La partita più importante, però, si gioca nel campo “oil&gas”. Il report passa in rassegna società e giacimenti. Come l’indiana ONGC Videsh, coinvolta nel progetto Mozambique LNG (capofila è Total), che si inserisce nella drammatica situazione di Cabo Delgado. Nel 2020 Intesa Sanpaolo l’ha finanziata per 61 milioni di euro.

Poi c’è l’Artico, segnato dalla “corsa” alle risorse naturali del Mare glaciale seguita alla progressiva riduzione della calotta polare.
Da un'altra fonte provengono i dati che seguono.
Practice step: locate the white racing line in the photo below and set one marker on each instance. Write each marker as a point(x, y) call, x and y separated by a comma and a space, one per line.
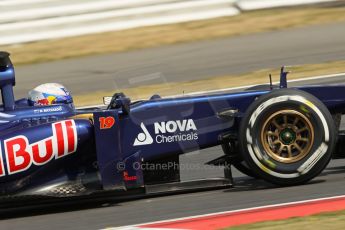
point(258, 208)
point(235, 88)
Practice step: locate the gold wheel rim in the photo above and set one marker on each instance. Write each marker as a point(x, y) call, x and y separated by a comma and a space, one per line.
point(287, 136)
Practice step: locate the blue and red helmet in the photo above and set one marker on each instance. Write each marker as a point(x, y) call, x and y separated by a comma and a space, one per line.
point(50, 94)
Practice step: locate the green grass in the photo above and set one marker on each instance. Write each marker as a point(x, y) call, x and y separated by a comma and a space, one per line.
point(324, 221)
point(120, 41)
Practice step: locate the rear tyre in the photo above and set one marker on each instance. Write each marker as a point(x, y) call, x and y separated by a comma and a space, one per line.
point(287, 137)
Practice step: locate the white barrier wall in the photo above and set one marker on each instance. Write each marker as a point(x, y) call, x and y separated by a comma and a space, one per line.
point(24, 21)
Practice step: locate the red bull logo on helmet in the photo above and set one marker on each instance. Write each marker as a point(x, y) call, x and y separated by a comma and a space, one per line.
point(50, 100)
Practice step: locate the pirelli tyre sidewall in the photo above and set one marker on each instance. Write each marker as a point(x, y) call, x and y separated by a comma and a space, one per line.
point(321, 136)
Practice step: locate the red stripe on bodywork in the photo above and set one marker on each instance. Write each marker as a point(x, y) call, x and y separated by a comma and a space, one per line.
point(70, 135)
point(60, 141)
point(230, 219)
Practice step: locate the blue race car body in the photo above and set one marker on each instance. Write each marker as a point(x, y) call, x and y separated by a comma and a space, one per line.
point(57, 151)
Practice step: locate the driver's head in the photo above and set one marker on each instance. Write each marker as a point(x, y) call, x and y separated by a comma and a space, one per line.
point(50, 94)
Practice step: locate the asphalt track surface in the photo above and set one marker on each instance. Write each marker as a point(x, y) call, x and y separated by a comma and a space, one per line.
point(250, 55)
point(191, 61)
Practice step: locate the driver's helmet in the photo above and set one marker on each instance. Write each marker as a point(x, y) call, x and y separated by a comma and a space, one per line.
point(50, 94)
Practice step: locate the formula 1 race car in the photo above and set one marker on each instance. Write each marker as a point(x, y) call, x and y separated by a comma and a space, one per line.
point(285, 136)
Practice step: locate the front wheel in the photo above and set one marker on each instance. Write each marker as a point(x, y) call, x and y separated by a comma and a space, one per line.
point(287, 137)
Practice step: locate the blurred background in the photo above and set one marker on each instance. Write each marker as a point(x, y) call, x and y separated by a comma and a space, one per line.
point(170, 47)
Intesa Sanpaolo nel 2020 ha finanziato o investito in Eni (oltre un miliardo di euro), Equinor (norvegese, 60 milioni), Total (francese, 195 milioni), ConocoPhillips (statunitense, 77 milioni).
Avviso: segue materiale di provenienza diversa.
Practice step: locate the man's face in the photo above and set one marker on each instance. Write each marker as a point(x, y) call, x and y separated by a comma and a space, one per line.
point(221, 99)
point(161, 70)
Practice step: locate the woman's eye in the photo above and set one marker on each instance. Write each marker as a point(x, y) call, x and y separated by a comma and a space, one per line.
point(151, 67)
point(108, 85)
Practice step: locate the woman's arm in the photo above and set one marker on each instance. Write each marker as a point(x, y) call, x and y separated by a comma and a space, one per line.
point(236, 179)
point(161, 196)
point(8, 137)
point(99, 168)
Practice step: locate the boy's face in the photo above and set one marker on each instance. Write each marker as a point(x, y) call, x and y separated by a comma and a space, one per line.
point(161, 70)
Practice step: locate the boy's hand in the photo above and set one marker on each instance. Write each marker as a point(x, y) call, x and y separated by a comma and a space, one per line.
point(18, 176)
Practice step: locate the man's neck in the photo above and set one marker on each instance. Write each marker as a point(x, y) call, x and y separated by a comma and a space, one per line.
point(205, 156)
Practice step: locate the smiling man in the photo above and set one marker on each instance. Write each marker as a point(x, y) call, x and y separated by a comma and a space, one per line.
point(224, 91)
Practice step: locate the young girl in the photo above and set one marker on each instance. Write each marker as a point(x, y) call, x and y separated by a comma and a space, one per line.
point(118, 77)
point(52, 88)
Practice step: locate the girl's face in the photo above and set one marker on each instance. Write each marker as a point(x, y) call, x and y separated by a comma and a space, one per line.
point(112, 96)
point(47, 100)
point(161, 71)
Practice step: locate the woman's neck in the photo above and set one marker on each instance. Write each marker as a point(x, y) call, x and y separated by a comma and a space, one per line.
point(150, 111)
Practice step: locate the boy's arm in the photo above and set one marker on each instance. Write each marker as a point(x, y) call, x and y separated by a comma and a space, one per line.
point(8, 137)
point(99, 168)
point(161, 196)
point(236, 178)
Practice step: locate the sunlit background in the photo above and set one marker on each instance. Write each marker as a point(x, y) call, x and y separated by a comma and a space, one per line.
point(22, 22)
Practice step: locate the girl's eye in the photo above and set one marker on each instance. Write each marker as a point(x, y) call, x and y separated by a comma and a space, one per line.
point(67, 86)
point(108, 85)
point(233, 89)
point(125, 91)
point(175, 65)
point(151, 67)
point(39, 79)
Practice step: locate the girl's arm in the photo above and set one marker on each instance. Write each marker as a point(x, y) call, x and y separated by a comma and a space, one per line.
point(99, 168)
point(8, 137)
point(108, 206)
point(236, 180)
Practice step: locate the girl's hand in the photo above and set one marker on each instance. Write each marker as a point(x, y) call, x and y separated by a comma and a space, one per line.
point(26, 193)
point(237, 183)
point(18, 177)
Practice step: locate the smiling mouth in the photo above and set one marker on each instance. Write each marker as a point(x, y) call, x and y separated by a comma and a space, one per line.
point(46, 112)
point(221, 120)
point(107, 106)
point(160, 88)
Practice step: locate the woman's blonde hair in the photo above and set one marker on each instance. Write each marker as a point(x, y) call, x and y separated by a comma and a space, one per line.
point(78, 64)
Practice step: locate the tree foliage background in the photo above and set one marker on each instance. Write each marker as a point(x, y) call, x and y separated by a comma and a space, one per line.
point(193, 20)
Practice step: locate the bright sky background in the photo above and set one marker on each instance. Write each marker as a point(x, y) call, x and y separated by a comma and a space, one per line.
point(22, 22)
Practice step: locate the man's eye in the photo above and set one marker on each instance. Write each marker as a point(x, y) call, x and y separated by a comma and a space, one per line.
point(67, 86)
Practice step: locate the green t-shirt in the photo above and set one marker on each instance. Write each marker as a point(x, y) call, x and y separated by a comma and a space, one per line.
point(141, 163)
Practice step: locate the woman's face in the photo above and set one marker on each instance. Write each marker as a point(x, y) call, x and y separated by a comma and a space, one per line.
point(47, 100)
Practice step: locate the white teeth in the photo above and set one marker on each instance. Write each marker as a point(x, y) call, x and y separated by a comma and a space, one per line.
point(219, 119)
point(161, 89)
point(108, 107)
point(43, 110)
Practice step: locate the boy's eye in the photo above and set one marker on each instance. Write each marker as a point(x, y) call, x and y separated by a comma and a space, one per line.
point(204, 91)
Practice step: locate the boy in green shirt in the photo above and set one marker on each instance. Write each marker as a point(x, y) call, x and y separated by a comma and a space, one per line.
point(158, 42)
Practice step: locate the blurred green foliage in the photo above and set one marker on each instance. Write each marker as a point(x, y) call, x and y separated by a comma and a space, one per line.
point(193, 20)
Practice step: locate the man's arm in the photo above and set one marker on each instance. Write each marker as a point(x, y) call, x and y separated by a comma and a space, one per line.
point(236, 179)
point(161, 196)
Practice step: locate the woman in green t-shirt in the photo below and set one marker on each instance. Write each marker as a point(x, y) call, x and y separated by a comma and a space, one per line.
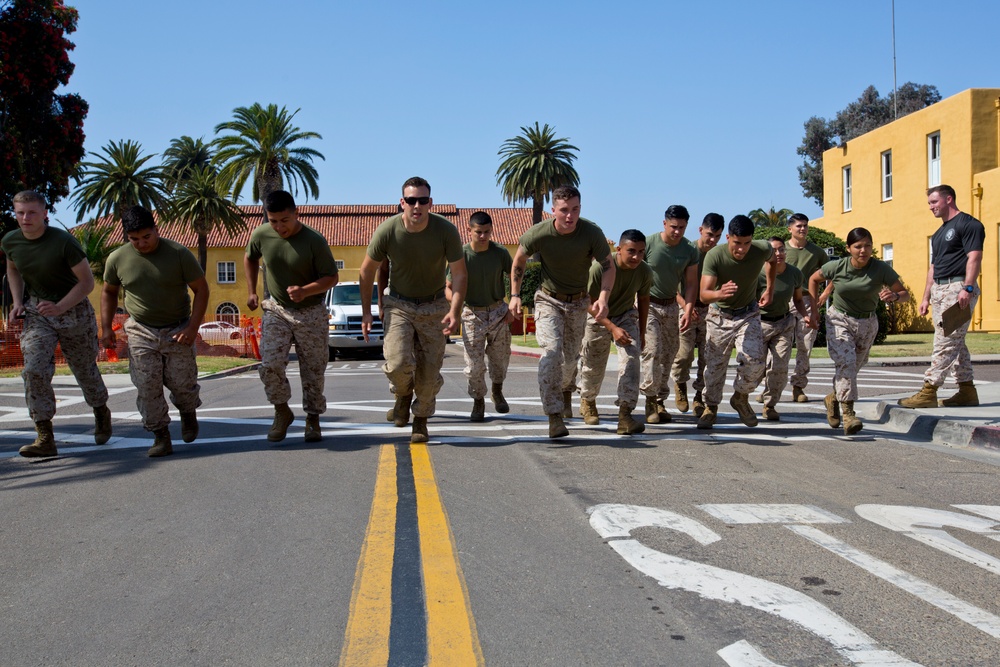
point(858, 283)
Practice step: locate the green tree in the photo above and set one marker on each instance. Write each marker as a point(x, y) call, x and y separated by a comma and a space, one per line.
point(868, 112)
point(98, 243)
point(262, 144)
point(182, 157)
point(41, 133)
point(200, 203)
point(770, 217)
point(534, 164)
point(117, 180)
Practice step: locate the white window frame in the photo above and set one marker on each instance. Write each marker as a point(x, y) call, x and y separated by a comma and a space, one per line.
point(934, 159)
point(223, 270)
point(886, 170)
point(847, 179)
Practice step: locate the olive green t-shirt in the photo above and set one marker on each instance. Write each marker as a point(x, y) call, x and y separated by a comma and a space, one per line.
point(807, 260)
point(856, 290)
point(628, 283)
point(566, 258)
point(669, 264)
point(419, 258)
point(486, 270)
point(785, 284)
point(719, 262)
point(46, 263)
point(298, 260)
point(156, 285)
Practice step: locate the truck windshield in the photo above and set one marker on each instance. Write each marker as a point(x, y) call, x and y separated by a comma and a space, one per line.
point(350, 295)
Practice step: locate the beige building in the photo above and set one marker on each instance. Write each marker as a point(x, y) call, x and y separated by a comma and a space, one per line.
point(879, 181)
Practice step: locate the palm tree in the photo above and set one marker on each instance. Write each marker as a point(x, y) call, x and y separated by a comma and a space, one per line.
point(181, 158)
point(200, 202)
point(770, 217)
point(262, 145)
point(534, 164)
point(118, 180)
point(97, 244)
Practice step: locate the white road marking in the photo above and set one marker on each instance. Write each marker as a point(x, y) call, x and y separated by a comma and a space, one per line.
point(925, 525)
point(974, 616)
point(715, 583)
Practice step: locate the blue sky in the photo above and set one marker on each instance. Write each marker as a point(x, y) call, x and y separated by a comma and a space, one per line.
point(700, 104)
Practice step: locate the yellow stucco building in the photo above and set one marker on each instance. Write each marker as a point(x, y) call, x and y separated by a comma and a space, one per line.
point(348, 229)
point(879, 180)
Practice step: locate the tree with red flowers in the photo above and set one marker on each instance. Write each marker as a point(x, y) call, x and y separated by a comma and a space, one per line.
point(41, 133)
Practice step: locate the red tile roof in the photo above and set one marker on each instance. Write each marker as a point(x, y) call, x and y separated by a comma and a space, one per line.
point(354, 224)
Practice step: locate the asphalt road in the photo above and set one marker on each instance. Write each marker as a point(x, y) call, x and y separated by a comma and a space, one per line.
point(789, 542)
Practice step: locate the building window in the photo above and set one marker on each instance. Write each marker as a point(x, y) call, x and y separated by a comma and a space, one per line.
point(848, 198)
point(933, 159)
point(228, 311)
point(226, 272)
point(887, 176)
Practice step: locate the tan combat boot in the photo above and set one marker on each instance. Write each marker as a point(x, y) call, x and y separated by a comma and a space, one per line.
point(925, 398)
point(741, 403)
point(102, 425)
point(967, 397)
point(832, 410)
point(627, 425)
point(588, 410)
point(401, 411)
point(283, 418)
point(161, 444)
point(499, 402)
point(478, 413)
point(313, 432)
point(44, 444)
point(557, 429)
point(419, 432)
point(698, 404)
point(189, 426)
point(852, 424)
point(708, 417)
point(680, 399)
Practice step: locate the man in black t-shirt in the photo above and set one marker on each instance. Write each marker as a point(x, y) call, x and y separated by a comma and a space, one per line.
point(956, 259)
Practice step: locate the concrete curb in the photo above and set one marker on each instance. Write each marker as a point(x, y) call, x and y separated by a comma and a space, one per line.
point(231, 371)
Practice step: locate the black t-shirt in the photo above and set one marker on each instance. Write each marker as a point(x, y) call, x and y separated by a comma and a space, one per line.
point(952, 243)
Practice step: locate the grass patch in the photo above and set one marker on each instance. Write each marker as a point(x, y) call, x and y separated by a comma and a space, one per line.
point(206, 365)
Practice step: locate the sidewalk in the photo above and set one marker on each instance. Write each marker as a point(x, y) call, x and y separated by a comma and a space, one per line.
point(957, 427)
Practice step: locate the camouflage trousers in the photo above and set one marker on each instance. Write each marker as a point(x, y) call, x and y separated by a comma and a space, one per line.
point(559, 327)
point(308, 329)
point(662, 342)
point(805, 338)
point(414, 350)
point(693, 338)
point(75, 331)
point(778, 338)
point(950, 352)
point(723, 333)
point(155, 361)
point(848, 340)
point(594, 359)
point(486, 341)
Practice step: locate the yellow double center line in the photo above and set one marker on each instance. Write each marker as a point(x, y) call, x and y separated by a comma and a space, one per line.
point(384, 627)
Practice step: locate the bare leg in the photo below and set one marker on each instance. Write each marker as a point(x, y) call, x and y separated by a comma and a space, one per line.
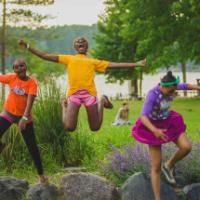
point(184, 146)
point(155, 154)
point(70, 115)
point(95, 113)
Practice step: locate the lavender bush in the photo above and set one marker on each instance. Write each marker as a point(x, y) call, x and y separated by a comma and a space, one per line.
point(187, 171)
point(122, 163)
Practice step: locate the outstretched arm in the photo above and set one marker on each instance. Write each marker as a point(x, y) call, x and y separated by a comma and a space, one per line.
point(127, 65)
point(41, 54)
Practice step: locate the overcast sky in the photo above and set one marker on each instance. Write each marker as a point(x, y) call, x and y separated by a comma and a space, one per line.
point(73, 12)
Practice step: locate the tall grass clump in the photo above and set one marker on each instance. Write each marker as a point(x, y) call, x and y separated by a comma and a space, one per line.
point(68, 149)
point(48, 120)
Fonte: “Intesa Sanpaolo contro il clima, l’ambiente e le comunità”, ReCommon – Greenpeace Italia, 2021

Anche nell’Artico russo, sull’altra sponda dello Stretto di Bering, è analizzato il ruolo di Intesa Sanpaolo con riferimento agli impianti di liquefazione di gas fossile Yamal LNG e Arctic LNG-2, in pancia alla joint-venture Total e Novatek (russa).

Il primo era già stato “finanziato proprio da Intesa con un’operazione da 750 milioni di euro garantita da SACE”, ricordano ReCommon e Greenpeace Italia. “Stessa sorte spetterà ad Arctic LNG-2”, annotano i curatori del report, che danno per già “arrivato” il supporto finanziario del colosso italiano. Oltre agli istituti di credito russi VEB.RF, Sberbank e Gazprombank, in campo per cinque miliardi di dollari, vi sarebbe infatti una cordata di banche straniere composta da China Development Bank, Bank of Japan for International Cooperation, Intesa Sanpaolo e Raiffeisen Bank International per altri cinque miliardi di dollari. Dall’ufficio stampa della banca, interpellato da Altreconomia, non è giunta smentita o conferma della notizia diffusa da Kommersant.
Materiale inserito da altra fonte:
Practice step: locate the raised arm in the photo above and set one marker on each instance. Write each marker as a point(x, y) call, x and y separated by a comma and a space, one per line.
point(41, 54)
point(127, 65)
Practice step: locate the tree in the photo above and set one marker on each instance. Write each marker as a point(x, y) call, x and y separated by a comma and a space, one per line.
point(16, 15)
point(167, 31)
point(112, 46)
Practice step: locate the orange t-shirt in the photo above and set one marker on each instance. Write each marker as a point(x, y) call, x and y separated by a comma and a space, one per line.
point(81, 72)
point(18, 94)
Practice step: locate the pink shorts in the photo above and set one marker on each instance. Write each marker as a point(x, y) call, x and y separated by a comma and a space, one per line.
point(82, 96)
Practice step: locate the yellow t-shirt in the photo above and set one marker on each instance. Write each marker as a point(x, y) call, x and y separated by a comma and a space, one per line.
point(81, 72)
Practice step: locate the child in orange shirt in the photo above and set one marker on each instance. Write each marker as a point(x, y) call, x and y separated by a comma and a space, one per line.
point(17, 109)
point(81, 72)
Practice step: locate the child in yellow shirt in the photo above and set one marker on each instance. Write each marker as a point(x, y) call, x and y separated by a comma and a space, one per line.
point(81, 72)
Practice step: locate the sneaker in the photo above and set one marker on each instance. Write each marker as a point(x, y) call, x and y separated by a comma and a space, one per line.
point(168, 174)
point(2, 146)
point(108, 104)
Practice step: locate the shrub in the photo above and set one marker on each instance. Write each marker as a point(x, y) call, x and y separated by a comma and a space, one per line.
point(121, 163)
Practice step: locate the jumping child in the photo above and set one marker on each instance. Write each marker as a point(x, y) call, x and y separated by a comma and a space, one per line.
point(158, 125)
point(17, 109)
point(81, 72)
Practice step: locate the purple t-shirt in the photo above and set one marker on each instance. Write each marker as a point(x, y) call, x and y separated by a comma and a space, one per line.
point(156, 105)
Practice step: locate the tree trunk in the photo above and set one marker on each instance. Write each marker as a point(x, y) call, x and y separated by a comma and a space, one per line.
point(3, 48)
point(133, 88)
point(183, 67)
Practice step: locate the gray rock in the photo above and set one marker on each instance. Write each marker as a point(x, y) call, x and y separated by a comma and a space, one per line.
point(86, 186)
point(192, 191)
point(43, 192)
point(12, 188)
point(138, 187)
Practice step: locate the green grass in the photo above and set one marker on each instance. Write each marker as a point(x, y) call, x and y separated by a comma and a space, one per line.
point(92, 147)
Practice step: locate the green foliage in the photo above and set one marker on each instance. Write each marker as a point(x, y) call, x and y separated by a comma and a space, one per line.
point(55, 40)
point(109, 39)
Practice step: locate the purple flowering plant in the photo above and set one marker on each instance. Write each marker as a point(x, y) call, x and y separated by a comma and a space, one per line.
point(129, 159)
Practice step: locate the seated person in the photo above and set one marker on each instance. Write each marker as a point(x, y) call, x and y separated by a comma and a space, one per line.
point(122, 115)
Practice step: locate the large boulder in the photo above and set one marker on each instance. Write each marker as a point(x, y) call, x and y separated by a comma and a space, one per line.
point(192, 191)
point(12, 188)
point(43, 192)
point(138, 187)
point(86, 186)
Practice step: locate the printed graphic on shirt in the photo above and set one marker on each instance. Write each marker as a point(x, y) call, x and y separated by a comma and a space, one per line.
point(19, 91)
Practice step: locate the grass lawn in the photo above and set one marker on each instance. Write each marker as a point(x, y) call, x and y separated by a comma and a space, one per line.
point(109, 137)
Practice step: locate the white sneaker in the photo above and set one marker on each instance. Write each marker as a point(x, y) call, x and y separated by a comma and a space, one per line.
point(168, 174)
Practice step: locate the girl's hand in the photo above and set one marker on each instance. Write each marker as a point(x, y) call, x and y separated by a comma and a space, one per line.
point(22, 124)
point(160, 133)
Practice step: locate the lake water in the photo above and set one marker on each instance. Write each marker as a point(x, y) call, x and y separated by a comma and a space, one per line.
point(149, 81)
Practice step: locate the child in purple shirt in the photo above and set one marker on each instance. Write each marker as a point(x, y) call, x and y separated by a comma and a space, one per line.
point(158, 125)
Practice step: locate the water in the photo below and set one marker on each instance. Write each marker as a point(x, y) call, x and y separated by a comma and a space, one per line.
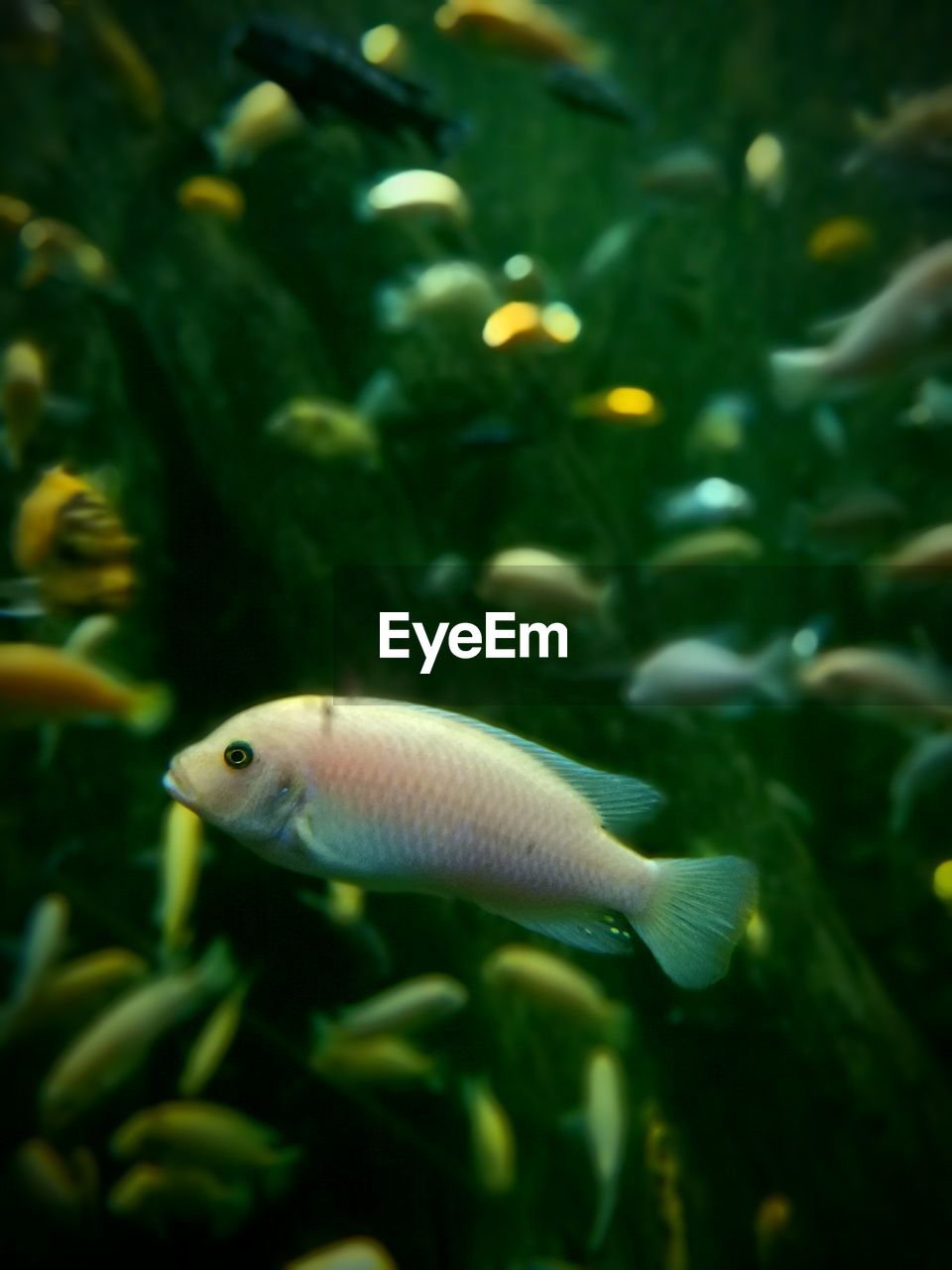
point(817, 1070)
Dall’Artico ci si sposta nel Permian Basin, al confine tra Stati Uniti e Messico, area di fracking e trivellazione orizzontale. Una “bomba climatica”, spiegano ReCommon e Greenpeace, che ricordano come tra 2020 e 2050 la combustione di tutte le riserve di petrolio e gas possa determinare “l’emissione di 46 miliardi di tonnellate di CO2“. “In prima fila nella produzione e nel trasporto di petrolio e gas del Permian Basin troviamo colossi quali Chevron (130 milioni di euro circa, ndr), ExxonMobil (140 milioni, ndr) e Kinder Morgan (57 milioni, ndr), società che hanno beneficiato abbondantemente dei soldi di Intesa nel 2020″.

Il gas estratto nel Permian Basin raggiunge poi lo snodo del Golfo del Messico per essere liquefatto e trasportato in Europa dalle navi metaniere. Un settore sensibile per le società fossili Freeport LNG e Cheniere Energy, anch’esse sostenute da Intesa per mezzo di finanziamenti (189 milioni di euro ciascuna).

“Non c’è più tempo per false promesse” o “goffi tentativi di presentarsi come banca attenta al clima”, concludono ReCommon e Greenpeace Italia, che al colosso rivolgono poche richieste chiarissime.

Stop a prestiti e investimenti a beneficio di società che stanno realizzando nuove centrali a carbone e a coloro che non prevedono di uscirne entro il 2030. Portare a zero l’esposizione in tema di carbone entro il 2028. Implementare entro quest’anno una “policy” su petrolio e gas, interrompendo le operazioni a riguardo. L’ultima, strutturale, è quella di costruire un piano di uscita dai combustibili fossili in linea con l’Accordo di Parigi sul clima. Includendo però prestiti, investimenti, gestione di asset per conto di terzi.